Synology
DS124
Le DS124 est le bon choix pour débuter sans investir massivement. Limité en RAM et en puissance de calcul, il ne fera pas tourner Docker ou Plex, mais pour stocker, synchroniser et sauvegarder, il excelle. Seul bémol : sans RAID, une panne disque entraîne une perte de données — prévoir une sauvegarde externe.
Notre avis simple. Le DS124 est le bon choix pour débuter sans investir massivement. Limité en RAM et en puissance de calcul, il ne fera pas tourner Docker ou Plex, mais pour stocker, synchroniser et sauvegarder, il excelle. Seul bémol : sans RAID, une panne disque entraîne une perte de données — prévoir une sauvegarde externe.
100/100 — voilà comment on en arrive là.
Simplicité d'usage
Écosystème et support
Processeur
Évolutivité stockage
Prix relatif
Pondération : Facilité 20 % · Écosystème 20 % · Performance 20 % · Évolutivité 20 % · Prix 20 %.
- Premier NAS, budget limité
- Cloud photos personnel
- Sauvegarde simple des PC/Mac
- Faible consommation électrique
- RAID (1 seul disque)
- Docker/Immich
- Plex ou transcodage vidéo
- Stockage de grande capacité
Ce qu'on a vraiment fait tourner dessus.
Le Synology DS124 est le NAS monobaie d'entrée de gamme Synology : minimaliste par conception, économique en énergie (~5 W en veille), silencieux, et accessible en prix. Il tourne sous DSM 7 complet — avec Synology Photos, Drive et Hyper Backup — sur un processeur ARM Realtek RTD1619B quad-core avec 1 Go de RAM DDR4. Sans RAID (une seule baie), il ne peut pas offrir de redondance locale. C'est son unique vraie limite. Mais pour son usage premier — centraliser les données d'un foyer et les rendre accessibles partout —, il excelle. On y branche un disque dur NAS de 4 à 8 To, on configure Synology Photos, et en moins d'une heure les photos de tous les smartphones de la maison se synchronisent automatiquement. Hyper Backup permet de programmer une copie vers un disque USB externe (branché directement sur le NAS via USB 3.2) pour avoir une sauvegarde locale sans dépendre d'un seul disque. Pour la copie hors site, Hyper Backup envoie aussi vers un cloud S3 ou un autre NAS Synology chez un proche. DSM 7 sur Realtek ARM ne supporte pas Docker — c'est une limitation réelle si vous avez des ambitions d'auto-hébergement. Pour Plex ou Immich, il faut regarder les modèles Intel de la gamme Plus. C'est le choix recommandé pour un premier NAS à budget limité, un second NAS de sauvegarde, ou pour quelqu'un qui veut juste un cloud photos personnel propre et fiable sans prise de tête.
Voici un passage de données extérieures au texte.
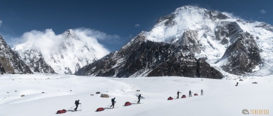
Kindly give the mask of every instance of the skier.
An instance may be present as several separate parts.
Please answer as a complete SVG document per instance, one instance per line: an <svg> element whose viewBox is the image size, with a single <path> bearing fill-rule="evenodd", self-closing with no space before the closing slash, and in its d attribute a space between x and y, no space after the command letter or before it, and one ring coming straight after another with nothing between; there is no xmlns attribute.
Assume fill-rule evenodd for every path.
<svg viewBox="0 0 273 116"><path fill-rule="evenodd" d="M141 94L139 94L138 96L138 101L137 102L138 104L140 102L140 98L143 98L143 97L141 96Z"/></svg>
<svg viewBox="0 0 273 116"><path fill-rule="evenodd" d="M77 111L77 109L78 108L78 106L79 105L79 104L81 104L82 103L80 103L79 102L80 101L80 100L76 100L75 101L75 104L76 105L76 108L75 108L74 109L75 110L75 111Z"/></svg>
<svg viewBox="0 0 273 116"><path fill-rule="evenodd" d="M177 99L179 98L179 93L181 93L181 92L180 92L179 91L177 91Z"/></svg>
<svg viewBox="0 0 273 116"><path fill-rule="evenodd" d="M190 97L190 97L191 97L191 93L192 93L192 92L191 92L191 91L190 91L190 91L189 92L189 97Z"/></svg>
<svg viewBox="0 0 273 116"><path fill-rule="evenodd" d="M112 107L112 106L113 106L113 108L114 108L114 106L115 106L115 103L116 103L116 101L115 101L115 99L116 98L114 98L111 99L111 101L112 102L112 105L110 106L110 108L111 108L111 107Z"/></svg>

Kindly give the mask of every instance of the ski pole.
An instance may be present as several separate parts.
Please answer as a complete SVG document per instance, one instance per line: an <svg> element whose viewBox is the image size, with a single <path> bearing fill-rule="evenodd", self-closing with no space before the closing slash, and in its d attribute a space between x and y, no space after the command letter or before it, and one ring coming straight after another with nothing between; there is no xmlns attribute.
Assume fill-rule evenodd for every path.
<svg viewBox="0 0 273 116"><path fill-rule="evenodd" d="M135 103L136 102L137 102L137 101L138 100L138 98L136 99L136 100L134 100L134 101L133 102L133 103Z"/></svg>
<svg viewBox="0 0 273 116"><path fill-rule="evenodd" d="M109 104L108 104L106 107L108 107L109 106L110 106L110 105L112 104L112 103L110 103Z"/></svg>

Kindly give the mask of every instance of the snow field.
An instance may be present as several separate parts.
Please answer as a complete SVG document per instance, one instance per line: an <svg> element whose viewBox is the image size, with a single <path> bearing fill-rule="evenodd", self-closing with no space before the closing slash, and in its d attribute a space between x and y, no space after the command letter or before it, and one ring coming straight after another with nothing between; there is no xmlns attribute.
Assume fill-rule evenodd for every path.
<svg viewBox="0 0 273 116"><path fill-rule="evenodd" d="M240 115L243 109L273 108L272 77L250 77L235 86L237 80L5 74L0 76L0 115ZM258 83L252 83L255 81ZM200 96L201 89L204 96ZM192 97L188 97L189 90ZM178 90L182 93L180 98L187 98L167 100L176 98ZM101 98L97 91L110 97ZM127 101L135 103L139 94L145 98L141 99L143 103L123 106ZM26 96L21 97L22 94ZM111 104L114 97L118 108L95 111ZM78 99L82 111L55 114L68 110Z"/></svg>

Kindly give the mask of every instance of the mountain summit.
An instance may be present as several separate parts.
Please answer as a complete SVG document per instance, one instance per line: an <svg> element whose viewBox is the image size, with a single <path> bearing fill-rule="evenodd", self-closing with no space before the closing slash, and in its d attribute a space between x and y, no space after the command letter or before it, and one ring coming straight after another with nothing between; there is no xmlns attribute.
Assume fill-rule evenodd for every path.
<svg viewBox="0 0 273 116"><path fill-rule="evenodd" d="M33 73L0 36L0 73Z"/></svg>
<svg viewBox="0 0 273 116"><path fill-rule="evenodd" d="M109 53L102 46L97 45L95 39L81 33L77 34L72 30L59 35L52 34L51 30L45 33L51 33L53 35L51 37L53 38L38 36L14 48L35 72L73 74L79 68L104 56L104 53ZM37 44L40 43L40 41L44 41L42 48Z"/></svg>
<svg viewBox="0 0 273 116"><path fill-rule="evenodd" d="M213 78L221 78L222 74L266 75L273 67L268 56L273 51L271 46L264 46L264 42L272 45L272 26L264 22L184 6L160 17L150 31L141 32L119 51L84 67L76 74ZM187 56L189 54L190 57ZM189 69L190 71L187 71Z"/></svg>

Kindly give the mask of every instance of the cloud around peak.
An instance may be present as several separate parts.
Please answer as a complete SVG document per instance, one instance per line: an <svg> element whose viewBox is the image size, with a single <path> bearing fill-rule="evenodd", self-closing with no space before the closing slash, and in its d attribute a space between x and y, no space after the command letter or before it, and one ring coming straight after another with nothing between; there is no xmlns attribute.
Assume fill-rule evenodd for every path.
<svg viewBox="0 0 273 116"><path fill-rule="evenodd" d="M98 40L109 40L119 38L118 35L109 35L90 28L79 28L73 31L79 40L75 39L69 41L70 40L61 34L56 35L52 29L46 29L44 31L33 30L23 33L19 38L13 39L19 40L17 41L17 42L18 41L21 42L14 43L12 46L14 46L13 49L16 50L31 49L39 50L44 56L59 53L58 51L62 49L62 45L65 42L71 42L72 44L77 44L78 46L82 45L82 47L87 44L95 50L94 53L97 56L97 58L100 59L110 52L98 42Z"/></svg>
<svg viewBox="0 0 273 116"><path fill-rule="evenodd" d="M266 13L266 11L265 10L261 10L260 11L260 13L264 14Z"/></svg>

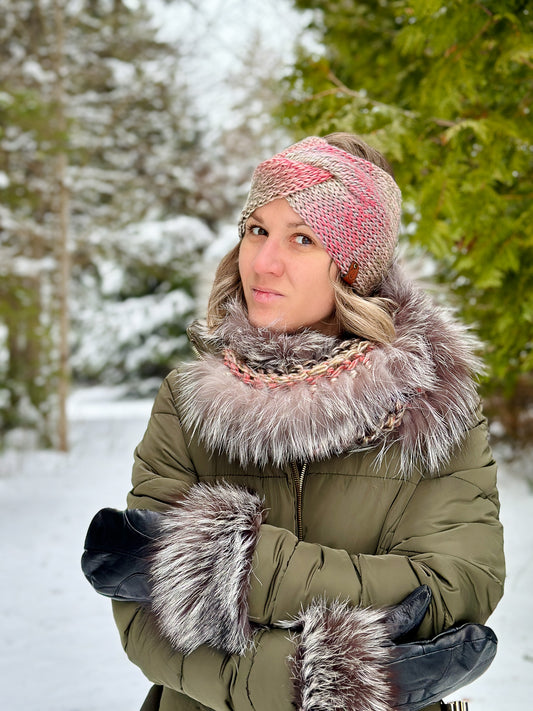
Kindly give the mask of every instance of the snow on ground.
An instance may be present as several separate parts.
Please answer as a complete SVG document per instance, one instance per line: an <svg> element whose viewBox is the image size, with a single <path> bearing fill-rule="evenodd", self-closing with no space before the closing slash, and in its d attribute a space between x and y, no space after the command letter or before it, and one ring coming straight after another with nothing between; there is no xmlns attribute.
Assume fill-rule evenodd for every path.
<svg viewBox="0 0 533 711"><path fill-rule="evenodd" d="M110 603L85 581L79 561L93 514L124 507L133 449L150 406L114 400L101 388L79 391L70 400L68 454L12 449L0 455L4 709L135 711L141 705L149 683L122 652ZM530 451L500 468L508 580L490 620L500 639L496 661L461 695L472 711L531 707L533 491L525 476L533 480L531 462Z"/></svg>

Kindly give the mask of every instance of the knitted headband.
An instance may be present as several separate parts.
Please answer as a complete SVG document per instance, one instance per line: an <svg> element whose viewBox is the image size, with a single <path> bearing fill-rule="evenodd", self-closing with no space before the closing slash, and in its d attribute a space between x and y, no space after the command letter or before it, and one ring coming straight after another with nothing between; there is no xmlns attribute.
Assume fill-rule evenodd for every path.
<svg viewBox="0 0 533 711"><path fill-rule="evenodd" d="M285 198L321 240L345 282L369 294L394 255L402 196L374 163L311 136L255 169L239 235L257 208Z"/></svg>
Design, format et qualité de fabrication
Le châssis du Synology DS124 est compact pour un appareil de cette catégorie, ce qui le rend facile à poser sur une étagère, dans un placard bien ventilé ou derrière un meuble TV. La façade est sobre : voyants d’état discrets, accès aux tiroirs sans outil sur la plupart des configurations, finition plastique correcte sans prétention premium. L’insertion des disques est propre — les glissières guident bien, le verrouillage est ferme. Rien ne bouge une fois installé. Sur un modèle 1 baies, le ventilateur tourne à faible régime en usage courant : en journée dans un salon, il passe souvent inaperçu. La nuit, le bruit ambiant suffit à le couvrir. La ventilation est dimensionnée pour une utilisation continue 24h/24. En charge légère (sauvegardes nocturnes, lecture de fichiers), le système tourne au ralenti. Sous charge soutenue — indexation photo, transferts simultanés, Docker actif — la vitesse de ventilation monte, mais reste dans des limites raisonnables pour un appareil de ce type. La stabilité thermique sur la durée est un point fort : les composants sont dimensionnés pour ce niveau de sollicitation.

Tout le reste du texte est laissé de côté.